HMRC published research on the introduction of a £2,000 cap, and other options, in May 2025. Some of the employers who took part in the survey felt that the proposal was complicated and could place an added administrative burden on them.  In some arrangements, the employer may also share some or all of the employer NIC savings with the employee by using this to increase the employer pension contributions further. In such cases there could be a significant impact on the agreement in place.

ICAEW’s view

Adelle Greenwood, Technical Manager – Employment Taxes and NIC, ICAEW, said: “The government’s announcement that the NIC base will be broadened to include salary sacrifice pension contributions above a new cap will disappoint employers, particularly as it comes so soon after the increase in the rate of employers’ NIC to 15%.

“Not only does it add to employers’ NIC bills, but it also makes the tax system more complicated for employers to administer and for employees to understand. For example, some employees use salary sacrificed pension contributions to manage exposure to the high income child benefit charge, or retain their personal allowance. They will need to consider how the changes impact their wider tax and NIC position. Also, lower paid employees may question the fairness of the measure as they face a NIC charge at 8%, compared to 2% for higher paid employees.”
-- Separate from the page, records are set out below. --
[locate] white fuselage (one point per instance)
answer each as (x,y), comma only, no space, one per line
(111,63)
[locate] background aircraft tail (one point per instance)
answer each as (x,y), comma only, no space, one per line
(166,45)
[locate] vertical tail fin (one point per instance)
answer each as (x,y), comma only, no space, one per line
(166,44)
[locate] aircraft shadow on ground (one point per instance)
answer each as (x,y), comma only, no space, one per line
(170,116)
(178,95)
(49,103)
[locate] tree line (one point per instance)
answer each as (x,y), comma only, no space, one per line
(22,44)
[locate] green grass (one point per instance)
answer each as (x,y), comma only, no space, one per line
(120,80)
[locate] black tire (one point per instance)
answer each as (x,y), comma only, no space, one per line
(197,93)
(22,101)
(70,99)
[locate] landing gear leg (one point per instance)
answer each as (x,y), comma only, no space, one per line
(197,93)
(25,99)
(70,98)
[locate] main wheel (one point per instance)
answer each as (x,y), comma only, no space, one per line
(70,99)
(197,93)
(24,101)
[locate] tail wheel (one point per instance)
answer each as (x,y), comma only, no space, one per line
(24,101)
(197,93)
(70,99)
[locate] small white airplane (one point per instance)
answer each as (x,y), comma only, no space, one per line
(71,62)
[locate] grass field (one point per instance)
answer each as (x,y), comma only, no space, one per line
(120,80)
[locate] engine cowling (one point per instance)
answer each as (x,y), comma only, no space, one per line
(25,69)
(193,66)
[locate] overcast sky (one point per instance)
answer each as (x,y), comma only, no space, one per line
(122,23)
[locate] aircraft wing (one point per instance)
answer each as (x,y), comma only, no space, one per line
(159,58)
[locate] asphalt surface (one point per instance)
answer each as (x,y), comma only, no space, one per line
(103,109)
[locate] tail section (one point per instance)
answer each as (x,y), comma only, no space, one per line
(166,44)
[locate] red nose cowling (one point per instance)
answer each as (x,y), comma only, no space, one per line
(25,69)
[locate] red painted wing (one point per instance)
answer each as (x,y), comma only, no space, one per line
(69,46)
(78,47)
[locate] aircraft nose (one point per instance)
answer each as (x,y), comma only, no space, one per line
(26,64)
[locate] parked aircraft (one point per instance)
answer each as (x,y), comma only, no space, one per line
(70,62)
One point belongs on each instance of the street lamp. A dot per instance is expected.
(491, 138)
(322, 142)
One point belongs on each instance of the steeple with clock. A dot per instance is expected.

This cap will make it more complex for employers to offer a simple and flexible solution for retirement savings. Changes to salary sacrifice are likely to require contractual amendments, so the lead time to April 2029 will allow employers time to review their approach and how this change will impact their overall benefit offerings. However, the increased national minimum wage from April 2026, announced this week, may also mean that some employee populations are phased out of salary sacrifice schemes earlier, as an employee cannot sacrifice their salary below minimum wage.”

At a time when there is a pensions commission considering the adequacy of pension saving, this demonstrates a lack of joined-up thinking from the government.”

What is salary sacrifice?

An employee may enter into a salary sacrifice agreement with their employer. Under the arrangement, the employee may agree to give up part of their gross pay in return for a non-cash benefit from their employer. This can reduce the employee’s income tax liability, and save NIC for both the employee and the employer, depending on the nature of the non-cash benefit. 

The tax-efficient benefits that may currently be offered under a salary sacrifice arrangement are:

  • payments into pension schemes;
  • employer-provided pensions advice;
  • access to workplace nurseries;
  • childcare vouchers and directly contracted employer-provided childcare that started on or before 4 October 2018; 
  • the use of bicycles and cycling safety equipment (including cycle to work); and
  • ultra-low emission cars (75g/km or less), including electric vehicles.

The rules for salary sacrifice can be complicated to apply. For example, a salary sacrifice agreement cannot reduce the employee’s earnings below the national minimum wage rates. There are also rules to ensure employees cannot exchange their salary for a non-cash benefit that has a lower or nil taxable value.